Introduction

Herlyn-Werner-Wünderlich syndrome (SHWW) is a rare anomaly of the Müllerian ducts, characterized by uterine duplication with obstructed hemivagina and ipsilateral renal agenesis^1,2. Congenital malformations of the Müllerian ducts have a prevalence of 2% to 3% in women, with a prevalence of 1/200 to 1/600 in fertile women. Didelphic uterus accounts for 11% of Müllerian duct anomalies and 30% of them are associated with renal tract anomalies³. SHWW is associated with mesonephric duct anomalies, with an incidence of approximately 1/2 000 to 1/28 000. The syndrome is recently known by the acronym OHVIRA (obstructed hemivagina and ipsilateral renal anomaly syndrome)^4). A new classification of the syndrome is proposed due to the clinical characteristics which, according to Lan Zhu (see Figure 1), differ according to the level of complete and incomplete obstruction of the vaginal septum, allowing a timely diagnosis and effective treatment^5,6.
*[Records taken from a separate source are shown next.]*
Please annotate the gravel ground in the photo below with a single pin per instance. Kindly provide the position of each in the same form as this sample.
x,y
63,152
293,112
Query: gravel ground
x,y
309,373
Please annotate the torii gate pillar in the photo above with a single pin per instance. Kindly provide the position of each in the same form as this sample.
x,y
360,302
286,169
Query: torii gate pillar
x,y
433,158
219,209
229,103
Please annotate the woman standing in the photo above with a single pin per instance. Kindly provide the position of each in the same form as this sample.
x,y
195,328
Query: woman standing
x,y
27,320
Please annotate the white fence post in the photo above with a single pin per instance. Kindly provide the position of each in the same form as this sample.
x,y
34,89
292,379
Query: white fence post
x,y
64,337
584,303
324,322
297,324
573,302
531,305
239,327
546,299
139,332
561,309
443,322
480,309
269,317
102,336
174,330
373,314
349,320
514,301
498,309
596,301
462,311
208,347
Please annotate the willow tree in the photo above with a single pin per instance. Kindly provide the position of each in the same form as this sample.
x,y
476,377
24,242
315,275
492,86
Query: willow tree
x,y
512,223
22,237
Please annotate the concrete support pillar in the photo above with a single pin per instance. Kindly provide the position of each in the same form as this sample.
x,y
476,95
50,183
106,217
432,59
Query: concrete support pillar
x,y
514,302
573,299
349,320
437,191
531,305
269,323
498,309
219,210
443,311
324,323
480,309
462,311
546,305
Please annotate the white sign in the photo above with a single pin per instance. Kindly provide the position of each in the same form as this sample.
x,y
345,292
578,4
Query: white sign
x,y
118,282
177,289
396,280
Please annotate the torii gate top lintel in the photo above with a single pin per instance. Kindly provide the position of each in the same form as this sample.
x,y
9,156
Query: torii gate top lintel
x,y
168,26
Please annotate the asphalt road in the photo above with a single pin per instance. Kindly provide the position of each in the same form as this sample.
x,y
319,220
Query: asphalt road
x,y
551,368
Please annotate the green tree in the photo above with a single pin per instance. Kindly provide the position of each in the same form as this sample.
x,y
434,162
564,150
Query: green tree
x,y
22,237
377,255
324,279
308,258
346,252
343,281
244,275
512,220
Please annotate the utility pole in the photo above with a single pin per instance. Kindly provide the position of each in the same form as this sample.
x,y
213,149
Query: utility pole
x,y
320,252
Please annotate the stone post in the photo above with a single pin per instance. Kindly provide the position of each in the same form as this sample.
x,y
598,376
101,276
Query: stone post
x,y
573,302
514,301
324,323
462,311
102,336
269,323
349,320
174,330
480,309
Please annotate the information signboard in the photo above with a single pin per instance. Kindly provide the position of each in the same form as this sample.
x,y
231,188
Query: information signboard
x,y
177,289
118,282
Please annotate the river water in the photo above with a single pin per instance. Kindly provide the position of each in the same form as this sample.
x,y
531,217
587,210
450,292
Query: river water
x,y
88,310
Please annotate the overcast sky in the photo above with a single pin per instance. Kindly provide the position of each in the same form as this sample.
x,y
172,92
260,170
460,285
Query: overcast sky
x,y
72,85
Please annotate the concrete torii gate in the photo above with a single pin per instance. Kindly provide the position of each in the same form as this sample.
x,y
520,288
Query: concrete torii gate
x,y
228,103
Figure 1 Herlyn-werner-wünderlich classification according to lan zhu et al. 2015(10).  

Lack of development or fusion of the distal segments of the Müllerian ducts causes this anomaly and its etiology is unknown. The incidence is variable. It usually presents after menarche with a diverse clinical picture, cyclic pelvic pain, dysmenorrhea, palpable mass due to hematometra or hematocolpos and sometimes pyocolpos or pelviperitonitis. Diagnosis should be made early to avoid complications such as endometriosis, pelvic adhesions or other pelvic complications.

A careful pelvic examination is necessary to identify the cervix and vagina^4-6. Ultrasonography is the first method to evaluate the gynecologic abnormality. However, magnetic resonance imaging (MRI) provides certainty of the findings, allowing timely and correct treatment. Prior to surgical intervention, it is recommended to classify SHWW according to Lan Zhu. Surgical treatment consists of drainage and resection of the vaginal septum^1,2,4. In this article we present two cases of Herlyn-Werner-Wünderlich syndrome. The clinical history, the results of imaging tests and the treatment performed are described.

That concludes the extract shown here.